Chillers – and the Technology that Controls Them – are Evolving

October 13, 2016 By Carl Weinschenk

chillerHow chillers operate and are controlled is changing.

The conclusions of a recent report by MarketsandMarkets is not surprising: The sector is big and growing. The report says that the worldwide market for industrial chillers will grow from $8.63 billion last year to $10.84 billion in 2021. That is a compound annual growth rate (CAGR) of 4.24 percent.

The report, which covers only the industrial element of the market, says that there are five main types of chillers: Screw, scroll, centrifugal, absorption and reciprocating). VThe main players are Daikin, Johnson Controls, Trane, Carrier, Smardt, Thermax and Climaveneta.

There appears to be opportunities for both large established and smaller or new companies as more environmental-friendly refrigerants are introduced and control of HVAC systems becomes more sophisticated due to the Internet of Things (IoT) and other factors. Established vendors have the research and development assets and, even more importantly, customer relationships that can enable them to maintain and grow their customer bases during a time of transition. Smaller players and new entrants can innovate and use the changes to chip off bits and pieces of the market to establish themselves and gain traction.

The news that is emerging against this backdrop is interesting. Most recently, Johnson Controls earlier this week introduced two chillers that feature low global warming options.

The platforms are the York YVWA and York YMC2. The former is a water-cooled screw device and the later employs magnetic bearing water-cooled centrifugal technology. Both can use refrigerant alternative R-513A, which the company says reduces the amount of harmful emissions by 56 percent compared to the commonly used R-134a. The two chillers cover the range from 433 kW to 3516 kW.
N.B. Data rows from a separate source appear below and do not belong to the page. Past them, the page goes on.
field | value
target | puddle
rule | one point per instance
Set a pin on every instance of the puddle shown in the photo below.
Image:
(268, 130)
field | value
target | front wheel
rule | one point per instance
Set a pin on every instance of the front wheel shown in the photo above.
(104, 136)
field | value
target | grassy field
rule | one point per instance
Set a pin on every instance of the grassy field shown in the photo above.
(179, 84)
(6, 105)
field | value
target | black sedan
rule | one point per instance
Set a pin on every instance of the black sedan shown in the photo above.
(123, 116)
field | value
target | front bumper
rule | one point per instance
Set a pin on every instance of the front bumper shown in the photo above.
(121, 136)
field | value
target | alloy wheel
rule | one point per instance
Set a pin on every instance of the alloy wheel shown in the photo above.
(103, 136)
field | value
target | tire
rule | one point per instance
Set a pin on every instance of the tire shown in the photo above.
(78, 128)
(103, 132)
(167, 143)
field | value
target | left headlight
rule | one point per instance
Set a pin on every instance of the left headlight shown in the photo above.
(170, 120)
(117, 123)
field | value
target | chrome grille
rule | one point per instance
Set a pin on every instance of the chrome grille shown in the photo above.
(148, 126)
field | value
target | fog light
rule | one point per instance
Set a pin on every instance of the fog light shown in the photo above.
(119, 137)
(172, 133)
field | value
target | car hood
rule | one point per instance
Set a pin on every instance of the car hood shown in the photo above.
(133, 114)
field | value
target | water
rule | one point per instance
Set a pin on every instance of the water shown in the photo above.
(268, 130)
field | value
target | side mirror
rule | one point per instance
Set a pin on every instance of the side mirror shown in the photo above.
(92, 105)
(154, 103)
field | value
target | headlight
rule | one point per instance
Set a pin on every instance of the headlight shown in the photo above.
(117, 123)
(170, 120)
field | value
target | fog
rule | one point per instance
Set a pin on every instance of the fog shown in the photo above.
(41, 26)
In late September, Quantech extended its QTC3 air-cooled chiller line to 200 tons. The QTC3205 offers full- and part-load efficiencies that meet or exceed ASHRAE standards, according to a press release from the company posted at Contracting Business. The new chiller, as well as the others in the line, offer partial redundancy through independent circuitry, brazed plate heat exchangers, microchannel condensers and BACnet Modbus and N2 building automation system communications capabilities.

Not all the news is about new chillers themselves. Two recent announcements focus on the use of modern telecommunications technology to control them.

The first is from far afield, but no doubt something that will impact North America as time moves on. Microsoft says that it has entered a partnership with Singapore’s Building and Construction Authority on a portal-based platform that leverages the IoT, data analytics and Microsoft’s Azure cloud to enhance chiller efficiency. The platform is being used in a two-year pilot project in 30 commercial and industrial buildings in the city.

Designed to be universal to cater to different chiller plant systems, the system uploads chiller plant performance data such as power, water flow rate, temperature, to the Portal which is hosted on Microsoft Azure. Through machine learning and automatic base-lining, the Portal can help detect chiller plant performance deviations that may potentially result in energy wastages. Upon detection of such irregularities, building managers and owners will be alerted via email or SMS, and be shown reports of the chiller performance summary, to help them take proactive and pre-emptive actions to optimise chiller performance and save energy.

The other new technology announcement is from Optimum Energy. Last month, it introduced OptimumEDGE which, the company says, can reduce energy use by an average of 13 percent as well as cut water consumption. The press release says OptimumEDGE uses “relational control algorithms.” These, the release says, controls components in relation to each other and conditions in the building. This replaces established set points that may not be enabling chillers to run as efficiently as possible.

Chillers are vital pieces of equipment. Energy managers and their bosses should pay attention to how the sector is changing.